Si parla di self-fulfilling prophecies, di diagnosi basate su statistiche per condizioni che sono intrinsecamente, squisitamente individuali; nell'ultimo capitolo, lo anticipo per non dimenticarmi di scriverlo dopo, l'autrice si sorprenderà, in quello che a quel punto diventa un viaggio condiviso tra lettore e autore, a riscontrare la quantità di somiglianze e analogie tra casi: il malato mentale che vuole essere individuale e speciale, si accorge di quanti hanno reagito allo stesso modo allo stesso genere di stimoli. 
Il primo caso vero e proprio è uno di depressione, usato per raccontare storicamente il rapporto tra farmacologia e psicanalisi; la nascita dell'idea di poter curare la depressione senza, per esempio, dover per forza capire se stessi e risolvere chissà quale conflitto irrisolto interiore; la storia della depressione e del suo riconoscimento legale di malattia, l'abbandono dell'idea popolare del trattarsi di un difetto caratteriale. Si parla dei terrificanti asylum tipo Batman. Questo è l'unico caso di un maschio. 

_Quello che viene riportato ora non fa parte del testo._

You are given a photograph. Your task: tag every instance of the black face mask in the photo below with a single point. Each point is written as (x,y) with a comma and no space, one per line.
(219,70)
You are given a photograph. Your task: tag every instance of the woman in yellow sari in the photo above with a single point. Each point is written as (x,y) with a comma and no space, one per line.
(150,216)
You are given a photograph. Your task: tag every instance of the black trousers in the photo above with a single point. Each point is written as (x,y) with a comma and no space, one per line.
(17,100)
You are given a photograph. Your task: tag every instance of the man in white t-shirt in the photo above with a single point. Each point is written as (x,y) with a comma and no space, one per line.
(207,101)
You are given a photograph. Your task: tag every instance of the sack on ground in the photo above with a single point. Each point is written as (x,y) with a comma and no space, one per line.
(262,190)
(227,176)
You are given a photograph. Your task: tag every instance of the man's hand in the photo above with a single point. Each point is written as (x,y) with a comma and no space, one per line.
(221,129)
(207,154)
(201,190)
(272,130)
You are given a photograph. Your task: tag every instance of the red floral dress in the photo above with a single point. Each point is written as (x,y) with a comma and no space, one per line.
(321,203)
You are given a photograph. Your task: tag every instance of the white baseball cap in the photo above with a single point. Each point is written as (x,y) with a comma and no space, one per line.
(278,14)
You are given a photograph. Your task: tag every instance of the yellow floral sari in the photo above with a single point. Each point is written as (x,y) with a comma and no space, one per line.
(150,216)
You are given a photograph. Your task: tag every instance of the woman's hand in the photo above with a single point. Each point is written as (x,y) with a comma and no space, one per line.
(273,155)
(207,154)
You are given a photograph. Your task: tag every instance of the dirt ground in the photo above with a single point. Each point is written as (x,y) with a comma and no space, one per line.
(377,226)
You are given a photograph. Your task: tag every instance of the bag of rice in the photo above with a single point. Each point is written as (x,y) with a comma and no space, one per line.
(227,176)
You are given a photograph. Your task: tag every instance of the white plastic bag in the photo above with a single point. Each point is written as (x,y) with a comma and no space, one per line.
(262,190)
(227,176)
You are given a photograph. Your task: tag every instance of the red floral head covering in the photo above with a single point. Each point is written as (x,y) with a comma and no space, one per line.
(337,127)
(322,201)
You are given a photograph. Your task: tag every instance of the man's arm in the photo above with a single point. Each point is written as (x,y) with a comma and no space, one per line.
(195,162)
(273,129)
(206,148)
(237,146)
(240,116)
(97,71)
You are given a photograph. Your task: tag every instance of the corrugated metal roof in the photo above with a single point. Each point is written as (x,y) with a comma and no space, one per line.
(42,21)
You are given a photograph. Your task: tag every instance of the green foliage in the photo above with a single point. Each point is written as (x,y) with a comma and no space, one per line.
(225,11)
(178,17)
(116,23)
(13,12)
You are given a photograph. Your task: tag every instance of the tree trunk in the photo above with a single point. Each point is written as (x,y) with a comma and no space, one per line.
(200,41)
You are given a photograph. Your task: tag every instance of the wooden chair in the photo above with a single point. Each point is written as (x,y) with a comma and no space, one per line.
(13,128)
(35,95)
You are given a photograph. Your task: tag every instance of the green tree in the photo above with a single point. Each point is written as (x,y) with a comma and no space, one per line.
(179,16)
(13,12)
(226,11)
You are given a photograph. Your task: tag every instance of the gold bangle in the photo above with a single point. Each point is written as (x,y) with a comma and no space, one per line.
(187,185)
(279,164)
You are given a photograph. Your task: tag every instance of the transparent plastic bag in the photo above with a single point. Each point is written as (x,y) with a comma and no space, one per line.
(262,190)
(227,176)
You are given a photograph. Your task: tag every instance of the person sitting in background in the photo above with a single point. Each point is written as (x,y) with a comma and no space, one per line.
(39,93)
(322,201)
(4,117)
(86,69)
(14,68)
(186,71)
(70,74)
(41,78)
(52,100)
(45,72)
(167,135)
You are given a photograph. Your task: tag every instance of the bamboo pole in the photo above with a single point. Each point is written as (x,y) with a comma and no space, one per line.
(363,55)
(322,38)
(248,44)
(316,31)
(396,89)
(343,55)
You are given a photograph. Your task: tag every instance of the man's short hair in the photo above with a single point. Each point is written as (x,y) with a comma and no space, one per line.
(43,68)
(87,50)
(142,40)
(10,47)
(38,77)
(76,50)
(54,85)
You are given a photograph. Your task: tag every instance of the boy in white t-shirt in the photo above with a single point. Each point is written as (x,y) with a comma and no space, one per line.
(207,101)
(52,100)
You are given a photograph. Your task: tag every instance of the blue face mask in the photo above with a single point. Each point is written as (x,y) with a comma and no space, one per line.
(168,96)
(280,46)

Nel secondo ci spostiamo in India, scopriamo l'India avere una lungo rapporto con la psicanalisi (molto più lungo di alcuni grandi paesi europei): una donna a cui viene diagnosticata (salto cose) un disturbo schizofrenico. Qui si parla di mania religiosa, elettroshock e si comincia a introdurre il concetto di malattia sociale. Disturbi mentali causati dalla società. 
Torniamo negli USA con una donna nera terrorizzata dal razzismo, psicosi senza nome: nel corso della sua storia le vengono diagnosticate mille cose diverse; vittima di povertà, ignoranza e di abusi commessi dalla società nel suo intero: commette crimini ed è l'occasione per parlare della storia giudiziaria dell'infermità mentale come scusa. 
Sempre negli USA con una donna bianca di antica e ricchissima famiglia, anche lei mille diagnosi, schiacciata dalle aspettative. La donna nera veniva curata a calci in culo e a malapena accudita dal sistema sanitario americano, questa bianca può permettersi qualsiasi medico: ogni medico le prescrive una medicina diversa, ogni nuova medicina per compensare gli effetti collaterali di quella precedente in una cascata e spirale autodistruttiva senza fine. 
Ok. 
Questi ultimi due casi sono molto facilmente accoppiabili, lo fa spesso l'autrice stessa presentandoli come un proseguimento l'uno dell'altro: due donne agli antipodi della società, allo stesso modo distrutte dalla società, curate male (troppo poco o troppo), nascoste. 
I due prima sono meno evidentemente legati: immagino che l'idea sia simile. Un professionista bianco di successo in America, una donna di buona famiglia in una società dove le donne sono oggetti: nessuno dei due felice. 
...a dirlo così sembra si voglia paragonare morire di fame e rompersi un'unghia, ma il senso rimane.
L'ultimo caso, l'epilogo, è quello di una 'amica' dell'autrice ricoverata insieme a lei durante la storia nel prologo: diciamo la stessa malattia mentale curata più o meno allo stesso modo, esiti opposti. 
Una diventa autrice di successo, l'altra conduce una vita di merda e muore.
Pensieri miei conclusivi: stando alla quarta di copertina, l'autrice è famosa per essere incredibilmente empatica. Troverei imbarazzante essere identificato con l'essere 'incredibilmente empatico': questo è un libro molto femminile. 
Un libro dedicato a persone con una vita interiore, ansia e pensieri. Io sono un uomo (vero, pistolero).